David-Ivar Herman Düne has a problem. You see, he’s really a superhero and he has to find a way to tell his girlfriend. It’s a good thing he’s an apt lyricist or there’d be no hope for the situation at all. It’s topics like these that separate French duo Herman Düne from other bands concentrating heavily on the singer/songwriter format. The idiosyncratic makes for great conversational elements and interesting rhyme schemes. It also helps keep the audience listening and, at times, even laughing.

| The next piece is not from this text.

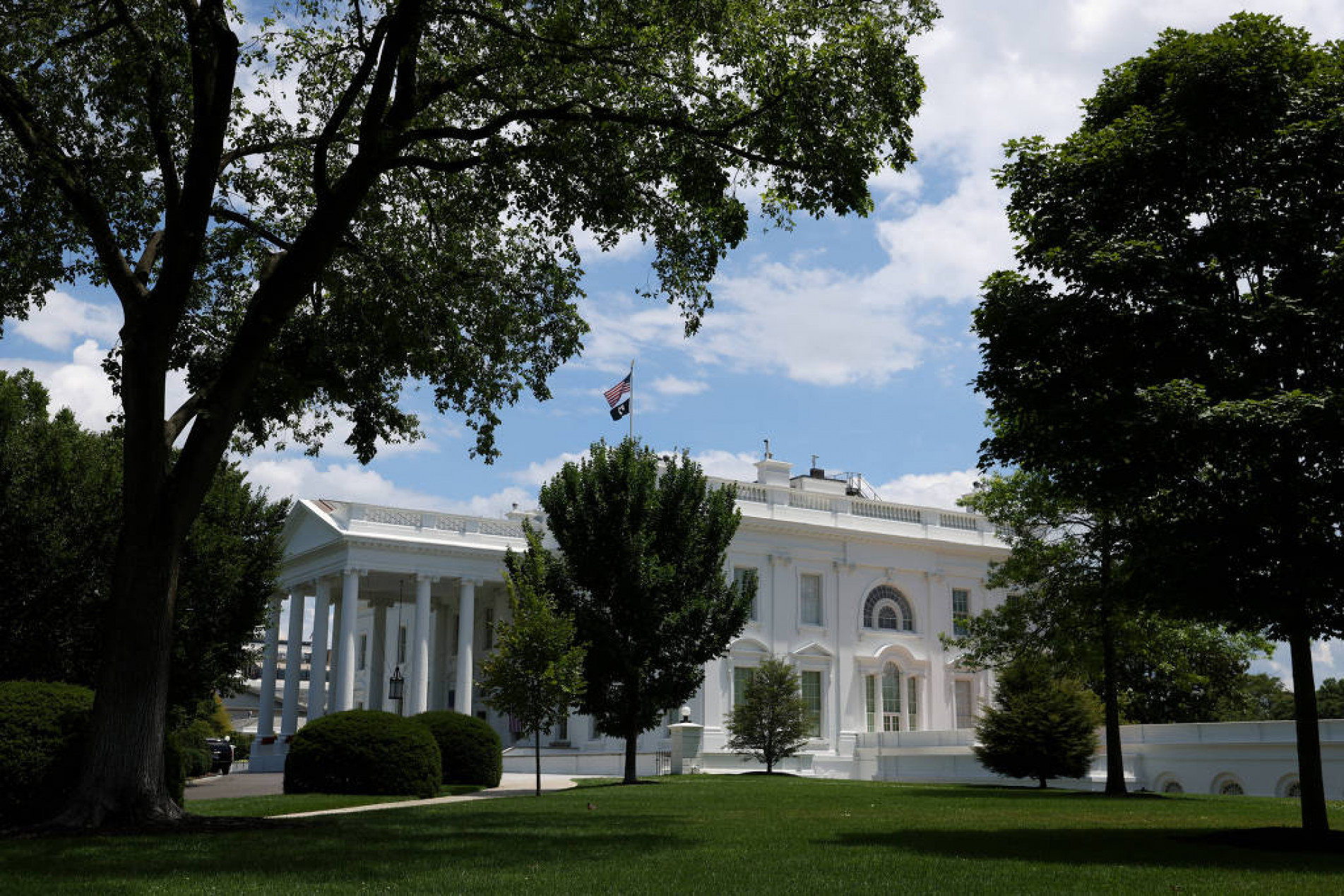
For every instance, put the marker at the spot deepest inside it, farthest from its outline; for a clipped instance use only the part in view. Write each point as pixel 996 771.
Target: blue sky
pixel 845 338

Not all of Herman Düne’s songs are about superheros, though. Many of them are also about small moments and creating a song around them. They’ll make you hear Strange Music as well and perhaps you can also appreciate it. Often times the songs begin simply and slowly in a more gentle fashion and proceed to an intense crescendo with Néman Herman Düne helping out on drums. But frequently the main idea or sense of meaning from the song is repeated to emphasize it specifically, for instance “No World Without You” sung with honesty and weight over and over again. At one different point in the night, David-Ivar Herman Düne even elevated his lower voice to an anxious tenor while repeating “I shout your name” to give a heightened sense of emotional urgency which proved rather effective.
Playing for nearly an hour and a half, Herman Düne also sang a great song, “Shadow of a Doubt,” and spoke about his love of the Hitchcock film. Considering their intellectual proclivities, this came as no surprise. It also wasn’t shocking that David-Ivar Herman Düne mentioned how much he was a fan of both Bob Dylan and Leonard Cohen in-between songs, considering his singer-songwriter folk featured perfectly matching guitar. Yet there was a more whimsical sense at times, between roaring like a lion while meeting at next year in Zion and his, sometimes, very quirky topics. But regardless of whether his mood took on a more silly or serious element his sincerity didn’t waver.
There were times when both Dünes sang together, which made for an interesting contrast between vocal ranges. “Try to Think About Me (Don’t You Worry a Bit)” was a favorite highlight for this reason. Also, as a special treat, Julie Doiron joined Herman Düne on stage towards the end of the set. According the David-Ivar Herman Düne, the pair met ten years ago in Chicago at the unfortunately now defunct club, Lounge Ax. It was lovely to hear some of Doiron’s vocals complement the songs to establish a perfect balance between masculine and feminine. There was a sense of comfort and ease there, which made the lyrics flow well and set up the song “Walk Don’t Run” for a very powerful conclusion.
Doiron’s set beforehand was also lovely as usual. It was interesting how Doiron presented herself. It was almost as if she had a conversation with an old friend on a telephone, the way she rambled for large expanses of time between songs. If it were anyone else it might prove annoying, but with Julie Doiron it was, instead, endearing. It was also better to have just her on stage singing solo and playing her guitar rather than with a band as on recent tours. There was something altogether more intimate about it, the inherent tendency of the songs it seemed. Doiron played for a little over 45 minutes and as usual took requests from the audience, relating stories about each song before beginning them. She often leaves the impression that all of her songs are autobiographical, about her kids, her relationships, and her place in the music industry as well as the world. It felt like a genuine gift she was able to give to strangers by sharing her life experiences. The best part of her set was the way she ended it: with a powerful medley between “No More” and “The Wrong Guy.”